Toronto Blue Jays GM Alex Anthopoulos held true to his word that he'll leave this week's winter meetings with a closer, trading for Sergio Santos of the Chicago White Sox on Tuesday. Fellow right-handed pitcher Nestor Molina is off to the Windy City.
Former White Sox closer Sergio Santos had 30 saves in 2011 while posting a 4-5 record, 3.55 earned-run average and striking out 92 hitters in 63 1/3 innings pitched. (Ed Zurga/Getty Images)

Toronto Blue Jays general manager Alex Anthopoulos accomplished at least three things with Tuesday's re-acquisition of closer Sergio Santos: He didn't throw big money at a proven stopper — at least in the short term — has a strikeout pitcher and one under team control for several seasons.

Attending baseball's winter meetings in Dallas, Anthopoulos picked up Santos from the Chicago White Sox for fellow right-handed pitcher Nestor Molina.

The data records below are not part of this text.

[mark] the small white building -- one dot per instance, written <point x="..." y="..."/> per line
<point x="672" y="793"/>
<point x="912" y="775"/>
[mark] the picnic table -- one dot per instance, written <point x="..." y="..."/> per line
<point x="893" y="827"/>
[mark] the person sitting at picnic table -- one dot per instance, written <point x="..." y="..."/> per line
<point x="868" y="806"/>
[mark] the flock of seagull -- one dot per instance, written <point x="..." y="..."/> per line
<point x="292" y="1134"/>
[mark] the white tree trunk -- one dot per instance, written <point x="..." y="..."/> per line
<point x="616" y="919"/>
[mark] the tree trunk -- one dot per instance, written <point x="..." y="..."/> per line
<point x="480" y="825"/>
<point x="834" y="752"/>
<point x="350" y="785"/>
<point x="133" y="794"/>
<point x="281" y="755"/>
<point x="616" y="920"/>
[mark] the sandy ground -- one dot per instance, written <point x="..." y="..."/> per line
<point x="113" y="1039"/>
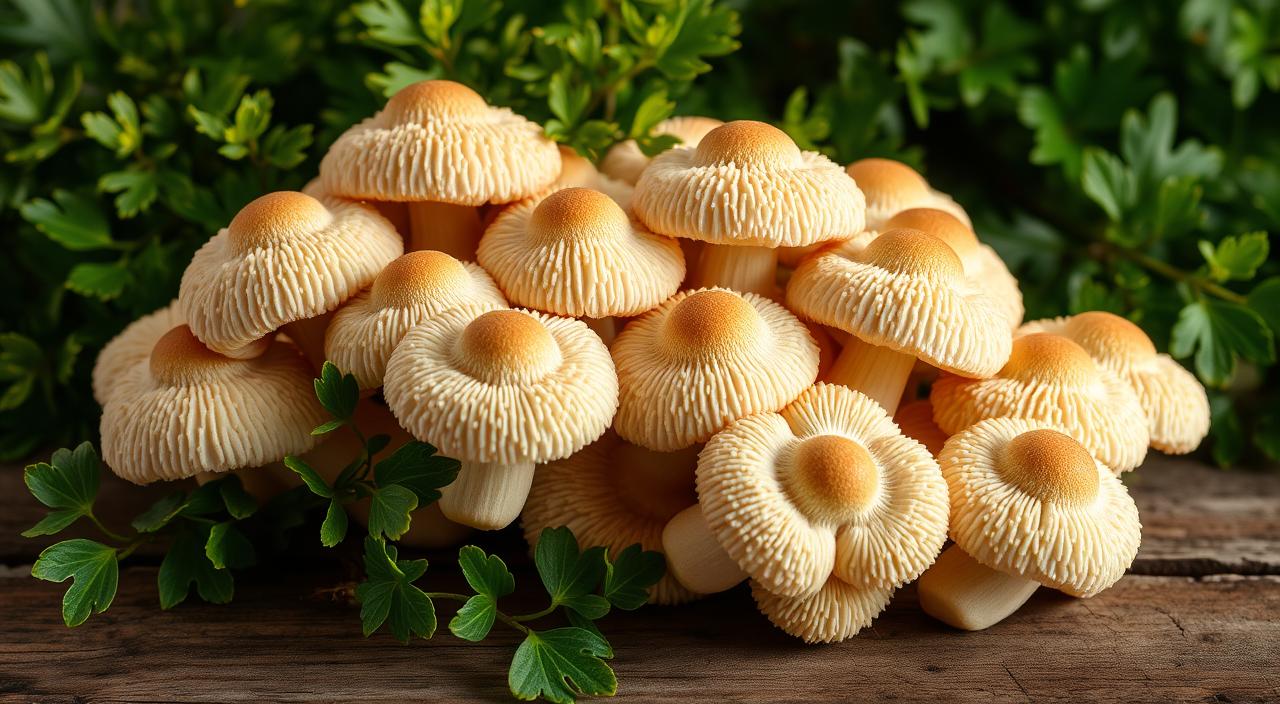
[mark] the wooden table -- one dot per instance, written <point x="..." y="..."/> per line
<point x="1197" y="620"/>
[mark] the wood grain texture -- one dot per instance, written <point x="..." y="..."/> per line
<point x="1148" y="639"/>
<point x="1207" y="634"/>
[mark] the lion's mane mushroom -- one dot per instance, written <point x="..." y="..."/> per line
<point x="577" y="254"/>
<point x="616" y="494"/>
<point x="745" y="190"/>
<point x="1176" y="406"/>
<point x="190" y="410"/>
<point x="443" y="150"/>
<point x="283" y="263"/>
<point x="703" y="359"/>
<point x="826" y="487"/>
<point x="1029" y="507"/>
<point x="501" y="393"/>
<point x="414" y="288"/>
<point x="904" y="296"/>
<point x="1051" y="379"/>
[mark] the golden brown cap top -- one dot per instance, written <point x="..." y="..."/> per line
<point x="1050" y="466"/>
<point x="1047" y="359"/>
<point x="748" y="144"/>
<point x="434" y="100"/>
<point x="941" y="224"/>
<point x="275" y="219"/>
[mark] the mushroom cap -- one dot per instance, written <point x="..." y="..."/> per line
<point x="979" y="261"/>
<point x="1031" y="501"/>
<point x="132" y="346"/>
<point x="440" y="141"/>
<point x="1051" y="379"/>
<point x="504" y="387"/>
<point x="835" y="612"/>
<point x="576" y="252"/>
<point x="416" y="287"/>
<point x="830" y="485"/>
<point x="284" y="257"/>
<point x="625" y="161"/>
<point x="616" y="494"/>
<point x="905" y="291"/>
<point x="704" y="359"/>
<point x="748" y="183"/>
<point x="915" y="419"/>
<point x="190" y="410"/>
<point x="892" y="187"/>
<point x="1176" y="406"/>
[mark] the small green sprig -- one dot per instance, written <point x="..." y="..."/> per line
<point x="201" y="528"/>
<point x="554" y="663"/>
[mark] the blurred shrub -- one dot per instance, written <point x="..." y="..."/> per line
<point x="1121" y="155"/>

Santos, 28, converted 30 of 36 save chances in 2011 while posting a 4-5 record, 3.55 earned-run average and striking out 92 hitters in 63 1/3 innings pitched. He ranked third among American League relief pitchers last season with 13.07 strikeouts per nine innings pitched.

Santos was golfing when Anthopoulos called to tell him about the trade. The deal caught the hurler by surprise — a few days after the season ended, he signed a three-year, $8.25-million US contract with the White Sox.

Santos said he's "glad to be back" with the Blue Jays.

"I'm excited to be moving to a new team and [one that's] going in the direction that Toronto is going in," Santos said on a conference call.

Santos will earn $1 million in 2012, $2.75 million in 2013 and $3.75 million in 2014. There are also three club options from 2015 through 2017, totalling $22.75 million.

There is a $750,000 buyout if the option years are declined.

The Blue Jays first acquired Santos in 2005 from the Arizona Diamondbacks, who drafted the player 27th overall as a shortstop in 2002. He converted to pitcher in 2009 while in the White Sox organization and made his big-league debut the next year.

No interest in pitching

Anthopoulos was the Blue Jays' assistant GM when Santos was in their organization. The team asked Santos if he wanted to take a try on the mound, but he wasn't interested.

"He didn't want to pitch. He believed in himself as a shortstop," Anthopoulos said.

Santos made it as high as AAA as an infielder. He was a career .248 hitter with 72 home runs in the minors, starting out in 2002 in the Arizona system.

In two major league seasons as a pitcher, the California native is 6-7 with 31 saves and 3.29 ERA.

Anthopoulos said Santos's contract situation and "electric stuff" made him especially attractive, given his arm hasn't endured a lot of wear because of his late switch to pitching.

Toronto's saves leader last season was Frank Francisco with 17. Santos immediately inherited the role.

"He's got the ninth inning for us," Anthopoulos said. "We think he's got a chance to be an elite closer."

Chris Sale was second on the White Sox last season with eight saves. Chicago had planned to move him into the rotation next year.

Asked who would be the Chicago closer in 2012, new manager Robin Ventura wasn't sure.

"I knew yesterday," he said. "But obviously, you know, right now you're going to wait and see how the rest of this week goes and figure it out from there."

Molina, 22, split his time with AA New Hampshire and single-A Dunedin, going 12-3 with a 2.21 ERA in 26 games.